Bug 2113005 - Live image made with BOOTX64.EFI from latest shim-x64-15.6-2 fails to boot on some boards
Summary: Live image made with BOOTX64.EFI from latest shim-x64-15.6-2 fails to boot on...
Status: POST
Alias: None
Product: Fedora
Classification: Fedora
Component: shim
Version: 36
Hardware: x86_64
OS: Linux
Target Milestone: ---
Assignee: Peter Jones
QA Contact: Fedora Extras Quality Assurance
Whiteboard: https://ask.fedoraproject.org/t/commo...
: 2103785 (view as bug list)
Depends On:
Blocks: 2092065
TreeView+ depends on / blocked
Reported: 2022-08-01 16:56 UTC by Gilles Buloz
Modified: 2023-02-06 17:48 UTC (History)
20 users (show)

Fixed In Version:
Doc Type: If docs needed, set a value
Doc Text:
Clone Of:
Last Closed:
Type: Bug

Attachments (Terms of Use)
Additional tests (9.49 KB, text/plain)
2022-08-23 14:19 UTC, Gilles Buloz
no flags Details
with debug enabled by mok on shimx64.efi 15.6 (55.77 KB, text/plain)
2022-08-23 15:17 UTC, Gilles Buloz
no flags Details
Auto boot from custom live image with mok debug (26.30 KB, text/plain)
2022-08-23 15:29 UTC, Gilles Buloz
no flags Details
boot from bootx64 from shell on custom live image with mok debug (54.00 KB, text/plain)
2022-08-23 15:31 UTC, Gilles Buloz
no flags Details
Auto boot from official F36 live image with mok debug (boot OK; have to press ENTER in debug messages) (18.20 KB, text/plain)
2022-08-23 15:39 UTC, Gilles Buloz
no flags Details
Test of test of shimx64.efi from shim-unsigned-x64-15.6-505.x86_64.rpm with secure boot disabled (131.99 KB, text/plain)
2022-08-26 17:07 UTC, Gilles Buloz
no flags Details

Description Gilles Buloz 2022-08-01 16:56:07 UTC
Description of problem:
On some boards (?), a custom live image made with /boot/efi/EFI/BOOT/BOOTX64.EFI from shim-x64-15.6-2.x86_64 fails to boot, but replacing the BOOTX64.EFI on this image with the one from shim-x64-15.4-5.x86_64 fixes the problem.
Booting a standard Fedora 36 Live image (tested Fedora-Xfce-Live-x86_64-36-1.5.iso) on such a board works OK, but this image is using shim-x64-15.4-5.x86_64.

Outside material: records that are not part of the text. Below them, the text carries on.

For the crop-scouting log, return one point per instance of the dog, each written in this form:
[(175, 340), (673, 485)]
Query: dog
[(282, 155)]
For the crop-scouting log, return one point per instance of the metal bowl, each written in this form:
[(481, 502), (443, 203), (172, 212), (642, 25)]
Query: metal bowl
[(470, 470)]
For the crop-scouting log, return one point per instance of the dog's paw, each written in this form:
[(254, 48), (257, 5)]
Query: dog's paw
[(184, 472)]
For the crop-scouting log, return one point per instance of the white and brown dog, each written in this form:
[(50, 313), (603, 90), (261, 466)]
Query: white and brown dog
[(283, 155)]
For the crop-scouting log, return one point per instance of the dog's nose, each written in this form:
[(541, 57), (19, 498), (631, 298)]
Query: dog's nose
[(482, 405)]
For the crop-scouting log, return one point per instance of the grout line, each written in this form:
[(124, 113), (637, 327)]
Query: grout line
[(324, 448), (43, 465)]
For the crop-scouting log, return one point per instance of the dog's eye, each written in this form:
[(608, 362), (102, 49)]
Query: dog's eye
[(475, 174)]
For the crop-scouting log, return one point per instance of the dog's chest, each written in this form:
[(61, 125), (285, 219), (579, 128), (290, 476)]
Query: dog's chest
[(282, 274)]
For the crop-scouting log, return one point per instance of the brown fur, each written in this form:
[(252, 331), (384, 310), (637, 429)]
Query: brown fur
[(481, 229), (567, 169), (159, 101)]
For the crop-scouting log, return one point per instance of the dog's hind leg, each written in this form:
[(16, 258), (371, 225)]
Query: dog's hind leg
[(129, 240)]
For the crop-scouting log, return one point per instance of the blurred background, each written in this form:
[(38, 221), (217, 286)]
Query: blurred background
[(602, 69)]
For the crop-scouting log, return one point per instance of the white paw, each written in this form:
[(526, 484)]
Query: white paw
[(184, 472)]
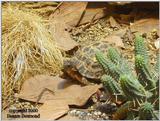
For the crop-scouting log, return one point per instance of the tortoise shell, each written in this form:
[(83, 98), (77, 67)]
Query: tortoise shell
[(84, 60)]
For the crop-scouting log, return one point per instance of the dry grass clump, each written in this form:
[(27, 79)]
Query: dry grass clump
[(27, 49), (43, 9)]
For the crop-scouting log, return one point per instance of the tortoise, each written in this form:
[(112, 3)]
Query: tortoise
[(83, 66)]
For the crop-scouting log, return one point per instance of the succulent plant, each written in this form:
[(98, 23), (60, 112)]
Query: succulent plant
[(141, 89), (140, 48), (144, 74), (108, 66), (146, 111), (131, 87), (113, 88)]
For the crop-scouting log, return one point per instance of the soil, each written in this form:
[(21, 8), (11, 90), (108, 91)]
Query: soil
[(95, 32)]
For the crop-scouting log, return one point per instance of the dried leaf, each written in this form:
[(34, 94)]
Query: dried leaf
[(32, 87), (95, 11), (146, 25), (113, 39), (52, 110), (69, 12), (113, 22), (69, 117), (72, 95), (61, 36)]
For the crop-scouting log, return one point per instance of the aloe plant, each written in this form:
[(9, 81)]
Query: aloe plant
[(141, 89)]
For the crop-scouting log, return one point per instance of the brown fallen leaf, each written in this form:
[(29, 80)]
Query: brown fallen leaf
[(72, 95), (69, 117), (61, 36), (113, 22), (53, 109), (113, 39), (96, 10), (32, 87), (69, 12), (145, 25)]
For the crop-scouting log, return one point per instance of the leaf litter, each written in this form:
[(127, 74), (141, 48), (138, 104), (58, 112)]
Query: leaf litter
[(57, 103)]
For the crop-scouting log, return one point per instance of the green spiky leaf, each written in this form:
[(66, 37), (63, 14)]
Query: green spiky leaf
[(132, 88), (144, 73), (140, 48)]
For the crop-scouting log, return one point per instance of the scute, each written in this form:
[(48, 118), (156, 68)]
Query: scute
[(87, 64)]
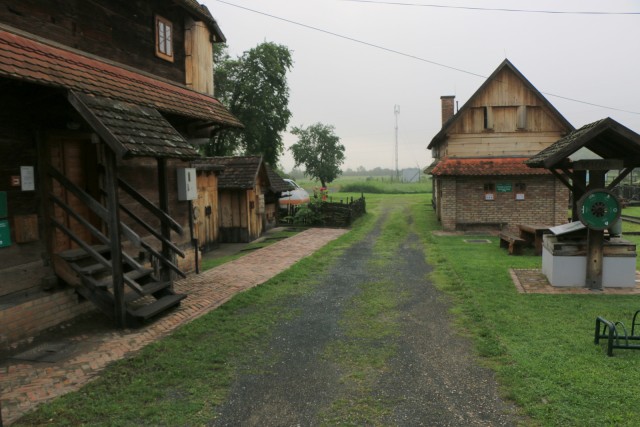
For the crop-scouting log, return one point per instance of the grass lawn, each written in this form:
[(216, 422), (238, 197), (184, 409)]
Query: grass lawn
[(540, 346)]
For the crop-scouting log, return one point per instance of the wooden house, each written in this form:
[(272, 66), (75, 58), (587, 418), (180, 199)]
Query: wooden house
[(479, 176), (99, 101), (247, 199)]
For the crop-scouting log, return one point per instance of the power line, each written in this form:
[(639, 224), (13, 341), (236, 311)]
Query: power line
[(488, 9), (407, 55)]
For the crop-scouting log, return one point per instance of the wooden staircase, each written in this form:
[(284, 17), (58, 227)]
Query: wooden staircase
[(117, 283), (145, 297)]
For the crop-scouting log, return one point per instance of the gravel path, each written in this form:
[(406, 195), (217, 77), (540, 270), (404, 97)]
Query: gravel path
[(433, 379)]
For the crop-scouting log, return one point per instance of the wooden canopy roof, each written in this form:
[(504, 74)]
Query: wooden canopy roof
[(490, 166), (132, 130), (241, 172), (30, 58), (506, 64), (238, 172), (606, 138), (278, 185)]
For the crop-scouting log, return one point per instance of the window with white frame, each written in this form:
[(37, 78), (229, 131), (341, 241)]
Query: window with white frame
[(521, 189), (489, 191), (164, 38)]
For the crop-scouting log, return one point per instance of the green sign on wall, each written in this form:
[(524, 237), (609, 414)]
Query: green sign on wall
[(5, 233), (3, 204), (504, 187)]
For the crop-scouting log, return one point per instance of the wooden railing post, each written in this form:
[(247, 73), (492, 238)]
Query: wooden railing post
[(163, 204), (111, 188)]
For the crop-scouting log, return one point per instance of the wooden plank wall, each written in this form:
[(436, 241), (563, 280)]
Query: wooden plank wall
[(198, 58), (505, 119), (120, 30)]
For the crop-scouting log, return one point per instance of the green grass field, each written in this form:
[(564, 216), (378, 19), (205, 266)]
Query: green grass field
[(540, 346), (373, 185)]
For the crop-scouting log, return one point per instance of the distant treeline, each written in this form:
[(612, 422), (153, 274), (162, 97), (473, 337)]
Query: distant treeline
[(360, 171)]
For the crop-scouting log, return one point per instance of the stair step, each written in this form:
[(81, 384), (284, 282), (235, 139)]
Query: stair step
[(148, 289), (158, 306), (89, 270), (73, 255)]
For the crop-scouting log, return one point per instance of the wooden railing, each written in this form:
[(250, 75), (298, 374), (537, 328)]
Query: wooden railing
[(126, 231)]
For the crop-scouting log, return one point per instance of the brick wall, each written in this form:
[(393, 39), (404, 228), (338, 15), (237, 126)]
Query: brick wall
[(447, 203), (464, 204), (25, 320)]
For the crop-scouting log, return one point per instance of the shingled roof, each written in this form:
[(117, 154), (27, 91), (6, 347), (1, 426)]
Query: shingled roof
[(446, 127), (33, 59), (606, 138), (238, 172), (132, 130), (278, 185), (490, 166)]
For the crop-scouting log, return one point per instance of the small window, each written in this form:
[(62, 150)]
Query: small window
[(521, 189), (488, 118), (489, 191), (164, 39), (522, 117)]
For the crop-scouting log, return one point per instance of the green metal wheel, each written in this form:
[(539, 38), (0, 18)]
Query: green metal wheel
[(599, 209)]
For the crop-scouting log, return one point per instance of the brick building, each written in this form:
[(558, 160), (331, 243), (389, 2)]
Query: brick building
[(99, 106), (480, 179)]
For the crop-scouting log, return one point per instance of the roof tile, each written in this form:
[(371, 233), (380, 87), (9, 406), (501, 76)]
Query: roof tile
[(484, 167), (40, 62)]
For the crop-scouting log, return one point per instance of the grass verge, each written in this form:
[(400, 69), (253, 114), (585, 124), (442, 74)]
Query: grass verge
[(181, 379), (541, 346)]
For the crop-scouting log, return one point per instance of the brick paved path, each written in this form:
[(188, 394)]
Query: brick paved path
[(24, 385)]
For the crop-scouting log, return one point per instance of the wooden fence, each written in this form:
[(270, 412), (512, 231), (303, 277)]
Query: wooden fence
[(342, 214), (328, 213)]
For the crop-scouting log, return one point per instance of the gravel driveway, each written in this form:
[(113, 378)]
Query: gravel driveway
[(432, 379)]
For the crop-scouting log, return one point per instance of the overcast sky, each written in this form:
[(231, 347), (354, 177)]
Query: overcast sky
[(355, 60)]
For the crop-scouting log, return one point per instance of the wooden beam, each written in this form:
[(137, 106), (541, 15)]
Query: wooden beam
[(595, 243), (162, 215), (113, 224), (598, 164), (619, 179), (579, 180), (96, 124)]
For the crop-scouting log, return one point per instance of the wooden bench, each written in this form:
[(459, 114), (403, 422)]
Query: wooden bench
[(512, 242)]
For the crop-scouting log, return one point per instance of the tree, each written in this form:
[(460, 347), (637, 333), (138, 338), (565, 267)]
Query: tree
[(319, 150), (254, 88)]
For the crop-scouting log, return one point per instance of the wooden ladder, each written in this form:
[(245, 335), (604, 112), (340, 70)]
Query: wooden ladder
[(145, 296)]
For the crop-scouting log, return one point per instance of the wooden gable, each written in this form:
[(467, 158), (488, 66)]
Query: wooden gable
[(506, 116)]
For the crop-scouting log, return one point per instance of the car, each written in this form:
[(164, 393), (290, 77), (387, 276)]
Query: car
[(294, 197)]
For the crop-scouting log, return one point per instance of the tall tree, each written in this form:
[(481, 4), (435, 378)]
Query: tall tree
[(254, 88), (319, 150)]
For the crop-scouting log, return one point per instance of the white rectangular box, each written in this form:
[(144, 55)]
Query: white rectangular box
[(571, 270), (187, 188)]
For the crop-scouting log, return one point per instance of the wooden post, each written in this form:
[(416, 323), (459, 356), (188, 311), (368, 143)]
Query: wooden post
[(163, 204), (580, 176), (595, 242), (111, 188), (595, 239)]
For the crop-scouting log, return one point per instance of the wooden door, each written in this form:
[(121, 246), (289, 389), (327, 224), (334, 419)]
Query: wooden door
[(205, 210), (75, 157)]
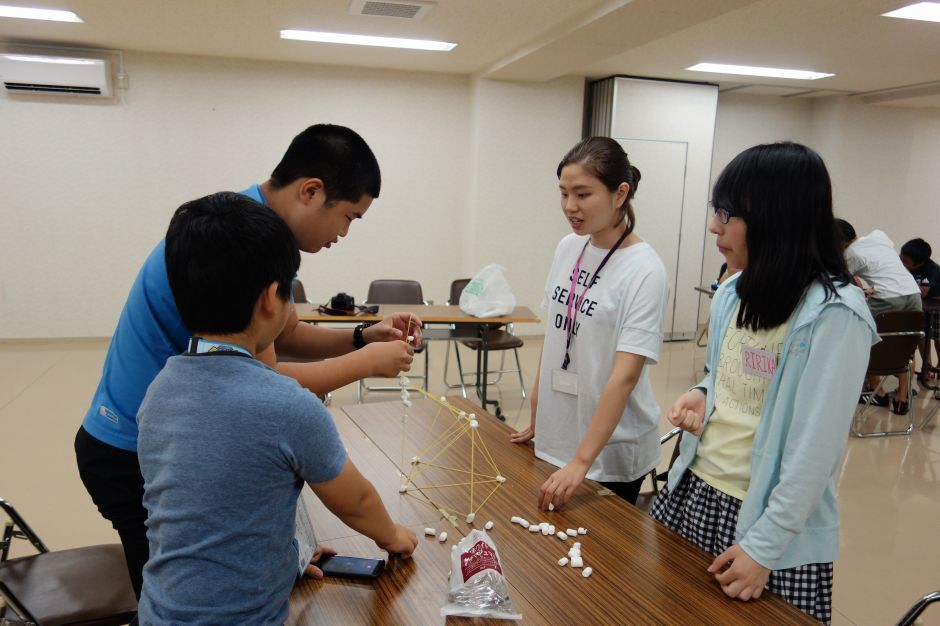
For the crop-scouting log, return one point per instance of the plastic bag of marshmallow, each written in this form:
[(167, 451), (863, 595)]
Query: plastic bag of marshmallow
[(478, 587)]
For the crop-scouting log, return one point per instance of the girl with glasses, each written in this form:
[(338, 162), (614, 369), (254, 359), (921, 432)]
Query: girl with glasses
[(789, 339), (605, 299)]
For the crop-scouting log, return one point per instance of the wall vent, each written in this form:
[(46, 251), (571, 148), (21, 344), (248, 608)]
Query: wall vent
[(55, 73), (410, 10)]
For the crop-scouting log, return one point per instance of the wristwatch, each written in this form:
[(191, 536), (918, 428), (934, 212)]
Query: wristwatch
[(358, 340)]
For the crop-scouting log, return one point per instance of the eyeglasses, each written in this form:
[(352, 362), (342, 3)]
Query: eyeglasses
[(723, 215)]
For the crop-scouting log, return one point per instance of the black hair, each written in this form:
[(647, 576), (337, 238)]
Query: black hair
[(783, 193), (222, 252), (917, 250), (846, 231), (605, 159), (336, 155)]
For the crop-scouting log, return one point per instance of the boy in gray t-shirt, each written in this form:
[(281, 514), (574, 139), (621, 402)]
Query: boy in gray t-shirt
[(226, 442)]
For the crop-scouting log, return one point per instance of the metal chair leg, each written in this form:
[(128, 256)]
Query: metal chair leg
[(447, 384), (885, 433)]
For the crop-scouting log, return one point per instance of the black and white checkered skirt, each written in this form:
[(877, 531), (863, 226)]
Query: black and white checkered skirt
[(707, 517)]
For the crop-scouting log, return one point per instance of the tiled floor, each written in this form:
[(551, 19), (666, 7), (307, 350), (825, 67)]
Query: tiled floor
[(888, 488)]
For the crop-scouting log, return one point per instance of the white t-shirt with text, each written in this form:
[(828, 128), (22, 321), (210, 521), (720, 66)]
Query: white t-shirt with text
[(622, 312)]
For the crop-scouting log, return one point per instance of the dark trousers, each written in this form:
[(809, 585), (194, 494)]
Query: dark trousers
[(628, 491), (112, 477)]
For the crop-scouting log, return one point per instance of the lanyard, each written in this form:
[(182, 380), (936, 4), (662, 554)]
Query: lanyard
[(198, 345), (577, 301)]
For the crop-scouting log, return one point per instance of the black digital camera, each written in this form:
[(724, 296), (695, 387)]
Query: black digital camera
[(343, 302)]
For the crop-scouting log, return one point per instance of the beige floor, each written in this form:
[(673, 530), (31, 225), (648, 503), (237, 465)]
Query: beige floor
[(889, 489)]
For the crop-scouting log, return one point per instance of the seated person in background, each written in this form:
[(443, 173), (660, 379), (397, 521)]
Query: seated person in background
[(915, 255), (226, 442), (873, 259), (326, 180), (724, 274)]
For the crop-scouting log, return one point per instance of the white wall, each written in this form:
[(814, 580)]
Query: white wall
[(88, 188), (744, 121), (468, 169)]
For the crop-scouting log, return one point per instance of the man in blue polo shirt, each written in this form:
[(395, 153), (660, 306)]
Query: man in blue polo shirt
[(327, 178)]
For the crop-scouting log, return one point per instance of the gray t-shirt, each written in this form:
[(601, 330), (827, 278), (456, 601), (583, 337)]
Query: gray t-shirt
[(225, 445)]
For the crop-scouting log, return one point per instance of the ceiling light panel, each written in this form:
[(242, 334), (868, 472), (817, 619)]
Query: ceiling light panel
[(367, 40), (923, 11), (751, 70)]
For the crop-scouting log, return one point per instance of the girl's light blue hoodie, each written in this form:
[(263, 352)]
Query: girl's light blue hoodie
[(790, 516)]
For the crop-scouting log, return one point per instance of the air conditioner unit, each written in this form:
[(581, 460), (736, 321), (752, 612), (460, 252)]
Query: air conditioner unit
[(49, 74)]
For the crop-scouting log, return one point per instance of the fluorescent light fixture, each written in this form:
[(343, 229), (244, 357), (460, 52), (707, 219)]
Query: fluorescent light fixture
[(51, 15), (924, 11), (29, 58), (367, 40), (749, 70)]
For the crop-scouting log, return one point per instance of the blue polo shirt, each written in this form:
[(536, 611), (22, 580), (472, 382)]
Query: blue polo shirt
[(148, 333)]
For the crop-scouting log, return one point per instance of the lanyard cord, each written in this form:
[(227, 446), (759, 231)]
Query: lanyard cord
[(571, 291)]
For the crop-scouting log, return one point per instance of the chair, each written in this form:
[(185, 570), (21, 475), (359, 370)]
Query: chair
[(496, 339), (297, 291), (910, 617), (88, 586), (388, 291), (900, 332), (646, 498)]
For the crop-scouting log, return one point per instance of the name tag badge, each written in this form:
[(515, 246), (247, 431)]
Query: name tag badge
[(758, 362), (564, 381)]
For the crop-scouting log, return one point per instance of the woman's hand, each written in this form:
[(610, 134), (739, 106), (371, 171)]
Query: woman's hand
[(739, 575), (558, 488), (688, 411), (312, 570), (523, 435)]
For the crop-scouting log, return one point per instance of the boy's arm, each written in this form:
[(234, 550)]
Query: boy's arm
[(355, 501), (309, 341)]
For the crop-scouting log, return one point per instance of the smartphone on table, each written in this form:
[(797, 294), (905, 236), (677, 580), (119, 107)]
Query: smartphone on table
[(351, 567)]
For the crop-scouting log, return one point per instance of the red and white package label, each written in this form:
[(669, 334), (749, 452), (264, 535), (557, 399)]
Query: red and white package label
[(478, 558)]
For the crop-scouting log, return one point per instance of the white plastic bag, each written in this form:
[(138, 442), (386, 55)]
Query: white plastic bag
[(488, 294), (478, 587)]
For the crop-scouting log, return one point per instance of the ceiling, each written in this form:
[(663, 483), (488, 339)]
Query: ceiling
[(882, 60)]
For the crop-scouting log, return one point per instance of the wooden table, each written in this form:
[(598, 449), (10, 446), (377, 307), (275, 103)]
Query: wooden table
[(643, 572), (433, 314)]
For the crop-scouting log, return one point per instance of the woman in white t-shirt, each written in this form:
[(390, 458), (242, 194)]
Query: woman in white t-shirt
[(605, 299)]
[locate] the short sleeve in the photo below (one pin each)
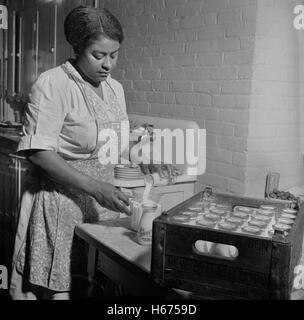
(120, 94)
(44, 115)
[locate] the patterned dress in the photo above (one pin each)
(67, 116)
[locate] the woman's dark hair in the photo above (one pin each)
(84, 24)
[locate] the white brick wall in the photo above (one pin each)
(192, 59)
(274, 130)
(227, 64)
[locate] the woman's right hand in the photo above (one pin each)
(110, 197)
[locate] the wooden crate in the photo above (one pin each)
(264, 268)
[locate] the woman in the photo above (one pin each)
(69, 106)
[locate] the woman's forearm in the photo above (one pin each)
(60, 171)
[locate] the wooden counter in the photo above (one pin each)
(113, 250)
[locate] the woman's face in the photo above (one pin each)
(98, 59)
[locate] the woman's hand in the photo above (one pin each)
(110, 197)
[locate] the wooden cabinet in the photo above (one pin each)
(12, 175)
(36, 46)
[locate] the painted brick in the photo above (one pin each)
(239, 3)
(151, 74)
(196, 74)
(185, 35)
(173, 48)
(204, 113)
(211, 18)
(163, 38)
(151, 51)
(253, 145)
(237, 117)
(241, 131)
(170, 98)
(209, 59)
(263, 131)
(214, 6)
(236, 87)
(211, 140)
(192, 22)
(157, 27)
(227, 170)
(223, 101)
(160, 109)
(181, 112)
(229, 16)
(138, 107)
(160, 85)
(238, 58)
(233, 144)
(127, 84)
(174, 24)
(239, 159)
(130, 95)
(162, 62)
(186, 99)
(219, 155)
(204, 100)
(135, 10)
(249, 14)
(155, 5)
(226, 44)
(287, 131)
(181, 86)
(166, 13)
(186, 60)
(140, 96)
(198, 46)
(155, 97)
(222, 73)
(173, 74)
(219, 128)
(142, 62)
(189, 10)
(211, 87)
(241, 30)
(132, 73)
(144, 85)
(211, 32)
(230, 101)
(247, 43)
(245, 72)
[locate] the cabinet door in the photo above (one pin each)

Version-Release number of selected component (if applicable):

How reproducible:
Easy with the right x86_64 board
Tested with a Kontron VX3040 board (Quad core Intel Core i7-3517UE) with UEFI AMI BIOS

Steps to Reproduce:
1.Rebuild a live image (tested XFce) using livemedia-creator from latest Fedora sources
2.Try to boot the image
3.An error is displayed

Actual results:
Invalid image 
Failed to read header: Unsupported 
Failed to load image: Unsupported 
start_image() returned Unsupported

Expected results:
GRUB successfully loaded

Additional info:
As workaround I can enter the UEFI shell, enter the filesystem (map -r + fs0:), then cd EFI\BOOT, then run GRUB manually with : GRUBX64.EFI <enter>
But running BOOTX64.EFI gives the same errors than when the BIOS is trying to boot automatically from boot list (see 'Actual results")
Strangely, once booted with the workaround above and installed to disk, the disk boots successfully even with this /boot/efi/EFI/BOOT/BOOTX64.EFI from shim-x64-15.6-2.x86_64

Comment 1 Robbie Harwood 2022-08-18 21:16:59 UTC
What if you try to boot shimx64.efi from the UEFI shell?

Comment 2 Gilles Buloz 2022-08-23 08:44:42 UTC
Boot fails also with shimx64.efi :

Invalid image
Failed to read header: Unsupported
Failed to load image: Unsupported
start_image() returned Unsupported
start_image() returned Unsupported


Comment 3 Gilles Buloz 2022-08-23 14:19:15 UTC
Created attachment 1907142 [details]
Additional tests

Comment 4 Gilles Buloz 2022-08-23 14:23:00 UTC
Additional infos : 
- SHIMX64.EFI is not present on EFI partition of live image; only once installed to disk (under EFI\FEDORA)
- Fedora 36 official live image can boot from \EFI\BOOT\BOOTX64.EFI
- Fedora 36 custom live image can not boot from \EFI\BOOT\BOOTX64.EFI but can boot from \EFI\BOOT\GRUBX64.EFI
- Once installed to disk, the custom Fedora 36 live image can not boot from \EFI\FEDORA\SHIMX64.EFI but can boot from \EFI\BOOT\BOOTX64.EFI
See attached f36gruberrdbg_3.txt (attachment 1907142 [details])

Comment 5 Gilles Buloz 2022-08-23 14:31:48 UTC
On Fedora 36 official live image, \EFI\BOOT\BOOTX64.EFI has same checksum and size (13999 / 928592) than the one in shim-x64-15.4-5.x86_64.rpm (fedora release)
On Fedora 36 custom live image and once installed to disk, \EFI\BOOT\BOOTX64.EFI has same checksum and size  (23754 / 946712) than the one in shim-x64-15.6-2.x86_64.rpm (fedora updates)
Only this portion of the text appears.